Tensorflow Transform 0.3.0

Compare
Choose a tag to compare
@zoyahav zoyahav released this 11 Oct 03:20
· 894 commits to master since this release

Release 0.3.0

Major Features and Improvements

  • Added hash_strings mapper.
  • Write vocabularies as asset files instead of constants in the SavedModel.

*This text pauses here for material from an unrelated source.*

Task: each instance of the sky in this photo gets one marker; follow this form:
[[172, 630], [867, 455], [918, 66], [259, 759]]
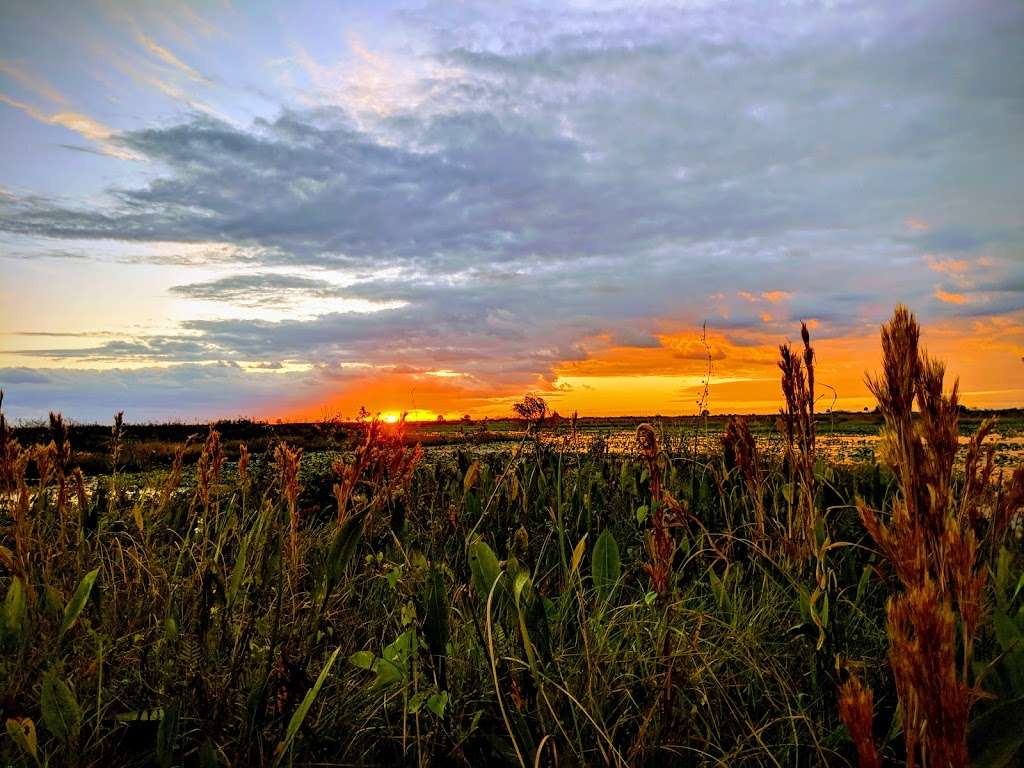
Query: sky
[[291, 210]]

Bug Fixes and Other Changes

  • 'tft.tfidf' now adds 1 to idf values so that terms in every document in the
    corpus have a non-zero tfidf value.
  • Performance and memory usage improvement when running with Beam runners that
    use multi-threaded workers.
  • Performance optimizations in ExampleProtoCoder.
  • Depends on apache-beam[gcp]>=2.1.1,<3.
  • Depends on protobuf>=3.3.0<4.
  • Depends on six>=1.9,<1.11.

Breaking changes

  • Requires pre-installed TensorFlow >= 1.3.
  • Removed tft.map use tft.apply_function instead (as needed).
  • Removed tft.tfidf_weights use tft.tfidf instead.
  • beam_metadata_io.WriteMetadata now requires a second pipeline argument
    (see examples).
  • A Beam bug will now affect users who call AnalyzeAndTransformDataset in
    certain circumstances. Roughly speaking, if you call beam.Pipeline() at
    some point (as all our examples do) you will not experience this bug. The
    bug is characterized by an error similar to
    KeyError: (u'AnalyzeAndTransformDataset/AnalyzeDataset/ComputeTensorValues/Extract[Maximum:0]', None)
    This bug will be fixed in Beam 2.2.